Странное впечатление производит город по вечерам: он выглядит совсем нечеловеческим. Высятся мрачные, черные трубы, зловещим пламенем тлеют заводские печи-вагранки, время от времени выбрасывая в небо длинные, змееподобные языки пламени. Кажется, будто город построили не люди, а трудолюбивые кузнецы-гномы. И тем не менее Шеффилд — одно из самых впечатляющих свидетельств власти человека над силами природы.
Он представляет собой полную противоположность тихим соборным городам, таким как Йорк и Кентербери.
Сталь является самой основой существования Шеффилда. Здесь все связано с ее производством и преобразованием во множество нужных и полезных вещей. В последнее время все чаще ведутся разговоры о зависимости человека от машин. Глядя на Шеффилд, можно было бы предположить, что его населяют такие же холодные и бездушные люди, как и те умные станки, которыми они управляют.
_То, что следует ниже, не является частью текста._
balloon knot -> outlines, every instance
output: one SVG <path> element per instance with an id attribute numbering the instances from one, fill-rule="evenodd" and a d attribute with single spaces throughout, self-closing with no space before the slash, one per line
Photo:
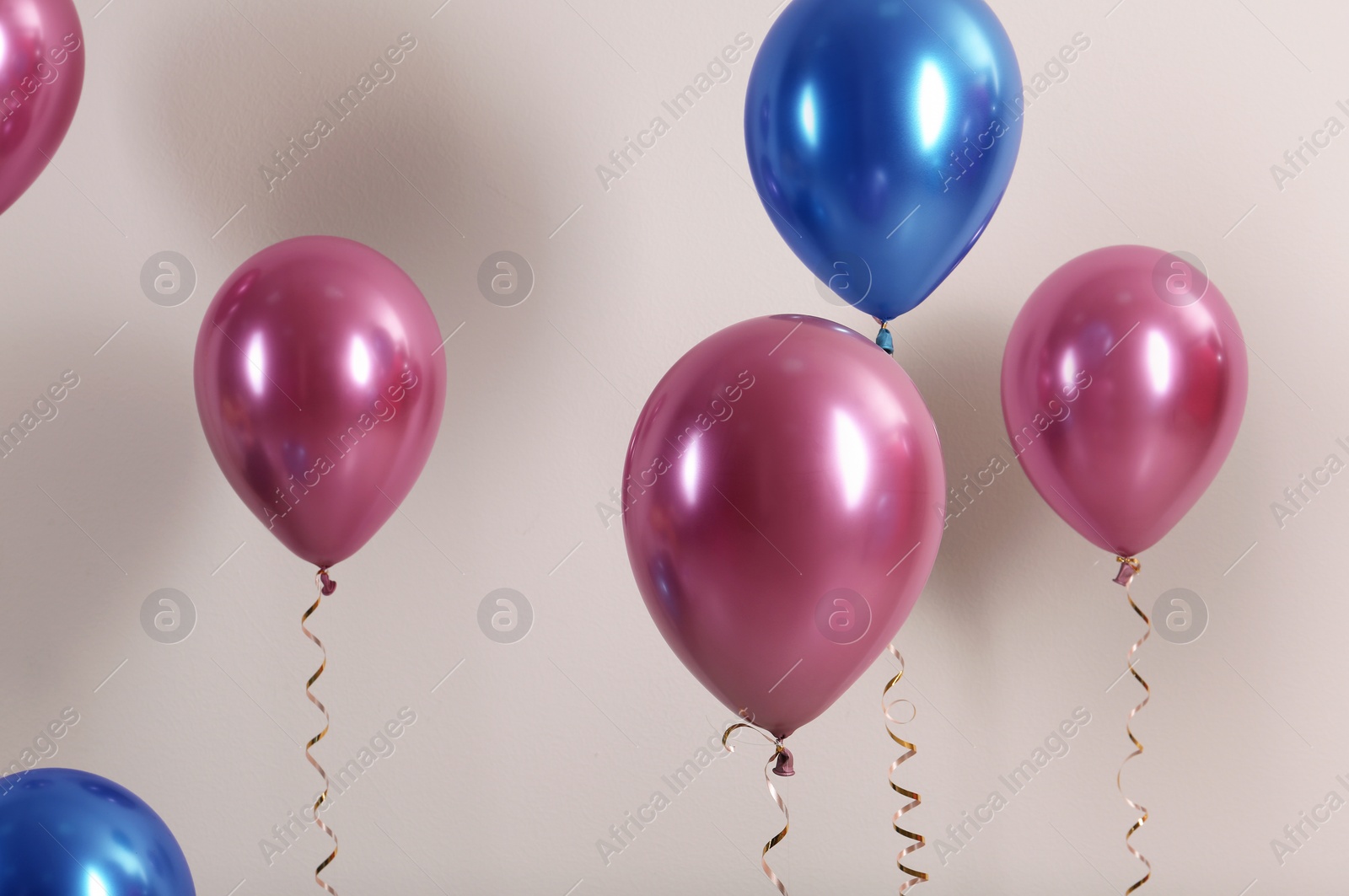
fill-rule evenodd
<path id="1" fill-rule="evenodd" d="M 773 775 L 777 775 L 778 777 L 792 777 L 796 775 L 792 750 L 782 746 L 782 741 L 777 742 L 777 765 L 773 766 Z"/>
<path id="2" fill-rule="evenodd" d="M 1133 583 L 1133 576 L 1139 575 L 1143 565 L 1137 557 L 1116 557 L 1116 560 L 1120 561 L 1120 575 L 1114 578 L 1114 583 L 1128 588 Z"/>
<path id="3" fill-rule="evenodd" d="M 885 351 L 886 355 L 894 354 L 894 336 L 890 335 L 890 325 L 881 320 L 881 332 L 876 335 L 876 344 Z"/>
Ничего подобного! Человеческая природа в очередной раз опровергает заумные гипотезы высоколобых теоретиков. В Шеффилде живут очень веселые и энергичные люди. Многие из них приехали из Шотландии и соседних графств. Они радостно улыбаются сквозь клубы разноцветного дыма. Чем больше дыма на улицах Шеффилда, тем шире улыбки на лицах его обитателей.
А еще шеффилдцы обожают своих женщин. И то сказать: прелестное девичье личико под задорной красной шляпкой гораздо больше радует глаз, когда оно возникает на фоне иссиня-черного дыма. Здесь оно выглядит подлинным подарком судьбы…
Огромные жароустойчивые горнила, соединяющие топки с изложницами, дымятся от жара расплавленного металла. Вот они медленно накреняются, и жидкий металл течет в сторону форм, там он остывает, затвердевает. И пожалуйста — Шеффилд выдал на-гора еще одну броневую плиту или пушку. Очередной вклад в дело победы над врагом!
Самой крупной деталью, которая производится на шеффилдских заводах, является стальной колесный бандаж для железнодорожных составов. А самой мелкой, наверное, будут граммофонные иголки.
На изготовление одной такой иголки уходит целый месяц, а срок службы ее составляет едва ли пять минут. Ученые установили множество интересных подробностей из жизни этого деликатного изделия. Оказывается, за время воспроизведения одной записи граммофонная иголка пробегает путь длиной в семьсот двадцать футов, и при этом нагрузка на нее составляет три с половиной унции. Поскольку площадь острия иголки (если тут вообще уместно говорить о площади) чрезвычайно мала — примерно три тысячных дюйма, то давление составляет колоссальную цифру — двенадцать тонн на квадратный дюйм. Сами понимаете, какой прочностью должна обладать иголка при таких нагрузках. Обычно их изготавливают из специальной закаленной стали.
Я побывал на фабрике и понаблюдал за процессом изготовления граммофонных иголок. На моих глазах девушки брали пучки тонкой стальной проволоки около фута длиной и пропускали их через устройство, которое каждый кусок проволоки заостряло с обоих концов. Следующий станок «откусывал» заостренные концы, получая, таким образом, по две иголки с каждого куска проволоки. Что дальше? А дальше все повторялось сначала: куски проволоки снова заострялись и шли на «обрезку». Так продолжалось до тех пор, пока из-под резца не выходила последняя пара иголок.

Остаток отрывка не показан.